What is the cost benefit of your private health insurance?
Every year private health insurance premiums rise on the 1st of April and households around Australia ask themselves in unison ?
What are we paying for??
Having private health insurance cover for your average family equates to a small fortune every year and when there’s been no health emergencies or accidents, we often question whether we really need to keep the cover.
For the most part, fear prevents you from cancelling.
Fear that the moment you do, something will happen and you’ll realise that you really did need it and it was all worth it after all.
You’re certain there are some advantages over relying solely on the public system, but you’re just too busy to really look into it and confirm for yourself what they actually are.
If you were to set some time aside, you’d have to learn the language of Australia’s health care system with fees, schedules, gaps, limits, benefits, schemes and all sorts of other terms thrown into the mix with no start and end to where services offered under the public and private system seem to start and stop.
Well in anticipation of the 1st of April price hike, I thought I’d look into this one for you before you hear the national chorus start to sing again …….”what are we paying for”?
First off, how does the public system work?
Public health care is provided by Medicare, which is administered by the Government.
It provides access to a range of health services at little or no cost and is funded by a combination of general revenue and the Medicare levy.
All Australian citizens and permanent residents have access to Medicare even if they also have private health insurance.
Because Medicare has its limitations in what it covers, private health insurance provides for a number of extras at a cost to you.
Perhaps the easiest way to look at the differences and therefore assess the value is to look at the difference between care as a public and private patient in hospital and then when it comes to extras or ancillary health services (like dental & physiotherapy for example) which generally aren?t covered by Medicare at all.
If you don’t have private health insurance, Medicare covers treatment as a public patient in a public hospital. This is provided free of charge, but you won’t have a say in the doctor that treats you. You are assigned a doctor depending on availability at the time you are admitted.

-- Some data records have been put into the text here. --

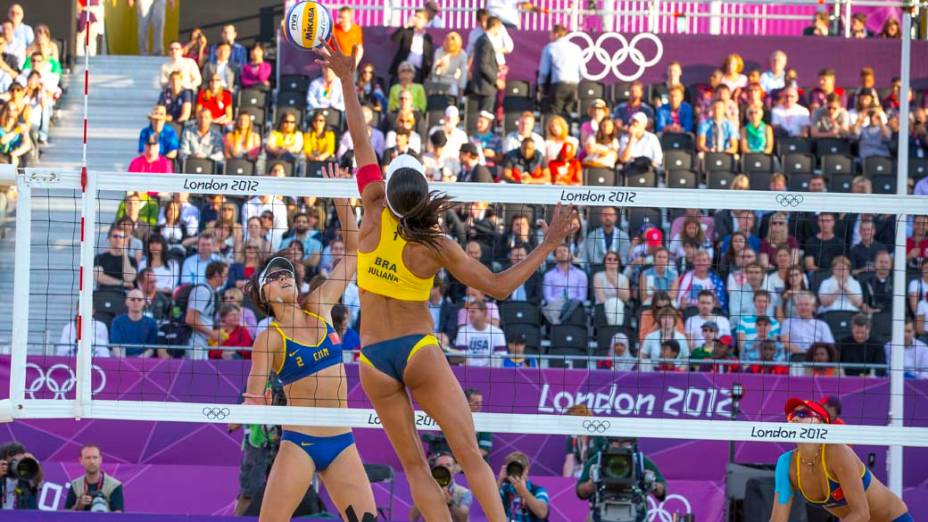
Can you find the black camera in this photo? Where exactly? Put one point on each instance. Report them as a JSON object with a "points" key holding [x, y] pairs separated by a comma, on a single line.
{"points": [[25, 468]]}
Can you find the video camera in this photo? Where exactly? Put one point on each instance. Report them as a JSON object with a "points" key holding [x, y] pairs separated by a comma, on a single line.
{"points": [[622, 484]]}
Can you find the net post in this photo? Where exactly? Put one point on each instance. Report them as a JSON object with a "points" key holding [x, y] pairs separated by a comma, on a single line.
{"points": [[21, 276], [84, 362], [897, 362]]}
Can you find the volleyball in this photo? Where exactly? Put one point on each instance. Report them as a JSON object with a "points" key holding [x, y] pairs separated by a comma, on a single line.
{"points": [[308, 25]]}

With private health insurance, you may choose to be treated in either a public or private hospital as a private patient.
As a private patient, Medicare will cover 75% of the Medicare Benefits Schedule fee and the remaining costs may be partially or fully covered by your private health insurer, depending on your individual level of cover, the doctor you choose and the hospital you’re treated in.
None of this really matters when it comes to emergency surgery.
Whether you are a public or private patient, as an Australian citizen you will be provided with required care under the public system at no cost to you.
If it’s an emergency, most of the time you would be transported by ambulance to the nearest public hospital for emergency treatment. So if you are rushed to hospital with appendicitis for example and require emergency surgery to remove it, this will be provided at no cost.
However, the ambulance ride to hospital is not covered by Medicare (at least in NSW it’s not – some states are different).
Private hospital cover usually picks up the tab for the ambulance depending on your level of hospital cover. If you don’t have private health insurance, you will have to pay this out of your own pocket, which can amount to anywhere between $350 – $500 dollars depending on how far the journey is and which state you live in.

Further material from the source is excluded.